Intrigué par cette comparaison olfactive, je mâchai une inflorescence, m’attendant à ­ressentir l’amertume intense de la plante jadis interdite. Mais il n’y en avait pas trace : juste un goût ­aromatique très plaisant. Ce sont ces deux ­caractéristiques qui font le succès du génépi : contrairement à l’absinthe qu’il faut nécessairement distiller pour éliminer les lactones sesquiterpéniques qui lui confèrent son acrimonie, on peut simplement mettre le génépi à macérer dans de l’alcool avec un peu de sucre. La recette que se transmettent depuis des générations les habitants des montagnes est, à mon avis, plus symbolique que parfaite. Pour un litre d’alcool de grains type vodka titrant une quarantaine de degrés, on ajoute quarante brins de génépi et quarante morceaux de sucre, qu’on laisse tremper… quarante jours, vous l’auriez deviné ! Personnellement, je préfère utiliser de l’alcool plus fort, qui extrait mieux, et en un rien de temps, les saveurs. Ah, que je vous dise, c’est interdit en France et en Suisse, mais parfaitement légal en Italie où les supermarchés piémontais regorgent de bouteilles d’alcool renfermant jusqu’à 98 % d’éthanol. Pour être en règle en rentrant au pays, il suffit de diluer votre produit fini, ce qu’il faut de toute façon faire pour le consommer… Si vous souhaitez mettre à profit le génépi sans employer d’alcool, vous pouvez en parfumer avec succès des sauces et des desserts.

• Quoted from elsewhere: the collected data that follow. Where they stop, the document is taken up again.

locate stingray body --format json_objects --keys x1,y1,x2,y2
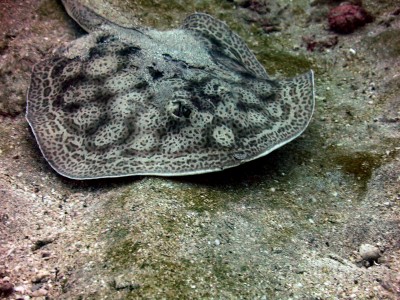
[{"x1": 26, "y1": 0, "x2": 315, "y2": 179}]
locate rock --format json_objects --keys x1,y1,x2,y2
[
  {"x1": 41, "y1": 251, "x2": 51, "y2": 258},
  {"x1": 328, "y1": 4, "x2": 373, "y2": 34},
  {"x1": 13, "y1": 285, "x2": 26, "y2": 293},
  {"x1": 31, "y1": 283, "x2": 43, "y2": 292},
  {"x1": 30, "y1": 288, "x2": 48, "y2": 297},
  {"x1": 0, "y1": 281, "x2": 14, "y2": 297},
  {"x1": 113, "y1": 274, "x2": 140, "y2": 291},
  {"x1": 31, "y1": 238, "x2": 54, "y2": 251},
  {"x1": 32, "y1": 270, "x2": 50, "y2": 283},
  {"x1": 359, "y1": 244, "x2": 381, "y2": 263}
]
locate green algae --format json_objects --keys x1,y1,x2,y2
[
  {"x1": 98, "y1": 179, "x2": 314, "y2": 297},
  {"x1": 364, "y1": 0, "x2": 400, "y2": 14},
  {"x1": 106, "y1": 239, "x2": 142, "y2": 271},
  {"x1": 170, "y1": 185, "x2": 242, "y2": 213},
  {"x1": 36, "y1": 0, "x2": 66, "y2": 21},
  {"x1": 365, "y1": 29, "x2": 400, "y2": 59},
  {"x1": 335, "y1": 152, "x2": 383, "y2": 182},
  {"x1": 321, "y1": 145, "x2": 393, "y2": 193},
  {"x1": 257, "y1": 45, "x2": 314, "y2": 76},
  {"x1": 117, "y1": 0, "x2": 234, "y2": 28}
]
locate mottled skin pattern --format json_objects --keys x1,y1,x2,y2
[{"x1": 26, "y1": 0, "x2": 315, "y2": 179}]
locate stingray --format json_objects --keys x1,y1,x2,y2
[{"x1": 26, "y1": 0, "x2": 315, "y2": 179}]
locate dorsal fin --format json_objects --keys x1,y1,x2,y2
[
  {"x1": 181, "y1": 13, "x2": 269, "y2": 79},
  {"x1": 61, "y1": 0, "x2": 113, "y2": 32},
  {"x1": 61, "y1": 0, "x2": 142, "y2": 33}
]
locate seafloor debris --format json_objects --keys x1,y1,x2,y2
[
  {"x1": 328, "y1": 4, "x2": 373, "y2": 34},
  {"x1": 302, "y1": 34, "x2": 338, "y2": 51}
]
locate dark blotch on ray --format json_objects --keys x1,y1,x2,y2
[
  {"x1": 60, "y1": 74, "x2": 87, "y2": 94},
  {"x1": 117, "y1": 46, "x2": 141, "y2": 57},
  {"x1": 147, "y1": 66, "x2": 164, "y2": 80},
  {"x1": 50, "y1": 59, "x2": 69, "y2": 78}
]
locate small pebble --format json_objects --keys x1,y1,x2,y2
[
  {"x1": 41, "y1": 251, "x2": 52, "y2": 258},
  {"x1": 31, "y1": 283, "x2": 43, "y2": 292},
  {"x1": 359, "y1": 244, "x2": 381, "y2": 262},
  {"x1": 32, "y1": 270, "x2": 50, "y2": 283},
  {"x1": 113, "y1": 276, "x2": 140, "y2": 290},
  {"x1": 14, "y1": 285, "x2": 26, "y2": 293},
  {"x1": 30, "y1": 288, "x2": 48, "y2": 297}
]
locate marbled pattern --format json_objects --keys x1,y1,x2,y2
[{"x1": 26, "y1": 0, "x2": 314, "y2": 179}]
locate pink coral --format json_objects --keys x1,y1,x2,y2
[{"x1": 328, "y1": 4, "x2": 373, "y2": 34}]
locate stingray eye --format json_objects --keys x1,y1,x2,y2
[{"x1": 169, "y1": 100, "x2": 191, "y2": 119}]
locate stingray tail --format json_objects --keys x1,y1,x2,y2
[{"x1": 61, "y1": 0, "x2": 114, "y2": 32}]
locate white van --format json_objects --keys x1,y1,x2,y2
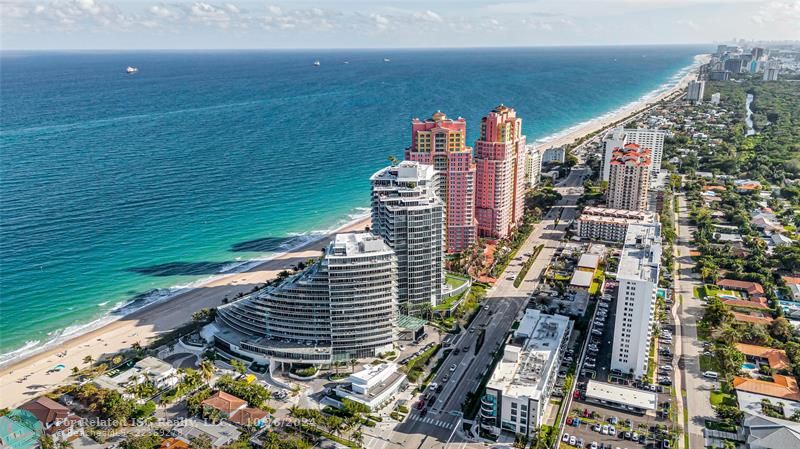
[{"x1": 702, "y1": 371, "x2": 719, "y2": 379}]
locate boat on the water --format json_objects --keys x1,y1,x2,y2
[
  {"x1": 383, "y1": 58, "x2": 390, "y2": 63},
  {"x1": 313, "y1": 60, "x2": 321, "y2": 67},
  {"x1": 126, "y1": 66, "x2": 138, "y2": 74}
]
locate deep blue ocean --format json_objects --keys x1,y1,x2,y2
[{"x1": 0, "y1": 46, "x2": 707, "y2": 361}]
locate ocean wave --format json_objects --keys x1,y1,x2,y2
[{"x1": 0, "y1": 210, "x2": 371, "y2": 367}]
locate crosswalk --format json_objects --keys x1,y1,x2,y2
[{"x1": 409, "y1": 413, "x2": 455, "y2": 430}]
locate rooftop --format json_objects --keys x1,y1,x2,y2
[
  {"x1": 733, "y1": 374, "x2": 800, "y2": 401},
  {"x1": 577, "y1": 254, "x2": 601, "y2": 270},
  {"x1": 201, "y1": 391, "x2": 247, "y2": 415},
  {"x1": 617, "y1": 224, "x2": 662, "y2": 283},
  {"x1": 735, "y1": 343, "x2": 791, "y2": 371},
  {"x1": 486, "y1": 310, "x2": 571, "y2": 401},
  {"x1": 328, "y1": 233, "x2": 392, "y2": 257},
  {"x1": 585, "y1": 380, "x2": 657, "y2": 411},
  {"x1": 570, "y1": 270, "x2": 594, "y2": 288}
]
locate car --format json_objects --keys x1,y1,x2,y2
[
  {"x1": 427, "y1": 395, "x2": 436, "y2": 405},
  {"x1": 420, "y1": 408, "x2": 427, "y2": 416},
  {"x1": 660, "y1": 365, "x2": 672, "y2": 371},
  {"x1": 662, "y1": 440, "x2": 671, "y2": 448},
  {"x1": 591, "y1": 442, "x2": 598, "y2": 449},
  {"x1": 593, "y1": 424, "x2": 601, "y2": 432},
  {"x1": 577, "y1": 438, "x2": 584, "y2": 448},
  {"x1": 625, "y1": 419, "x2": 632, "y2": 427},
  {"x1": 450, "y1": 364, "x2": 457, "y2": 372},
  {"x1": 442, "y1": 374, "x2": 449, "y2": 383},
  {"x1": 436, "y1": 383, "x2": 444, "y2": 393},
  {"x1": 416, "y1": 400, "x2": 424, "y2": 410},
  {"x1": 592, "y1": 329, "x2": 603, "y2": 336},
  {"x1": 609, "y1": 425, "x2": 616, "y2": 436},
  {"x1": 584, "y1": 362, "x2": 596, "y2": 368},
  {"x1": 703, "y1": 371, "x2": 719, "y2": 379},
  {"x1": 624, "y1": 432, "x2": 631, "y2": 440},
  {"x1": 453, "y1": 348, "x2": 460, "y2": 355},
  {"x1": 602, "y1": 425, "x2": 609, "y2": 435},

Mais soyons précis : il n’y a pas un, mais des génépis, ce qui explique que les liqueurs que l’on prépare puissent être fort différentes. Et c’est bien le problème, car les dénominations populaires liées à la couleur sont très floues : qu’est-ce que le génépi blanc, le gris ou le noir ? Seuls les botanistes s’y retrouvent, puisqu’ils n’ont qu’un nom unique pour chaque espèce, différenciée des autres par des critères détaillés.

Génépi

Plus précis dans leur approche que les cueilleurs, ils distinguent huit espèces de ces petites armoises montagnardes et aromatiques qui font nos délices. Les plus courantes sont le génépi vrai, le génépi en ombelle, le génépi des glaciers et le génépi laineux. Quoi qu’il en soit, toutes sont protégées, car un ramassage excessif pour aromatiser des liqueurs a considérablement raréfié leurs stations. La législation en réglemente la récolte et il est essentiel de la connaître et de l’appliquer. Enfin, la délicieuse liqueur de génépi – quelle que soit l’espèce avec laquelle on l’aura préparée – possède des vertus tonifiantes, stomachiques, emménagogues, et fébrifuges. Ce n’est pas une raison pour en faire un usage autre que modéré…

herbier

Génépi blanc (artemisia umbelliformis)Le génépi blanc (Artemisia umbelliformis) est une petite plante vivace de 5 à 20 cm formant des touffes compactes. Ses feuilles finement découpées, grises et soyeuses, sont réunies en rosettes denses. De leur centre part un bouquet de tiges ­dressées, grêles, mais solides, portant en grappe lâche quelques petits capitules de fleurs en tubes jaunâtres entourés d’un involucre de courtes ­bractées ­imbriquées. Les capitules inférieurs sont écartés, les supérieurs rapprochés les uns des autres. Leur floraison a lieu de juillet à août. On rencontre la plante sur les rochers d’altitude dans les Alpes et les Pyrénées. Les autres espèces de nos régions sont les suivantes : A. atrata (Alpes), A. borealis (Alpes), A. eriantha (Alpes et Pyrénées), A. genipi (Alpes et Pyrénées), A. glacialis (Alpes), A. nivalis (Alpes) et A. vallesiaca (Alpes).

Recette sauvage : Flan parfumé au génépi

Pour 4 ramequins 1 poignée de génépi • 300 ml de lait de riz • 1,5 g d’agar-agar • 20 g de sucre • jus de citron.

  1. Coupez grossièrement le génépi et séparez-le en trois tas.
  2. Dans une casserole, mélangez, à froid, un tas de génépi avec le lait de riz, l’agar-agar et le sucre. Portez à ébullition.
  3. Retirez du feu, ajoutez le deuxième tas de plante et couvrez.
  4. Une fois que le liquide a refroidi à 60 °C, ajoutez le troisième tas et mixez.
  5. Ajoutez le jus de citron.
  6. Versez dans des ramequins en filtrant et laissez refroidir au frais.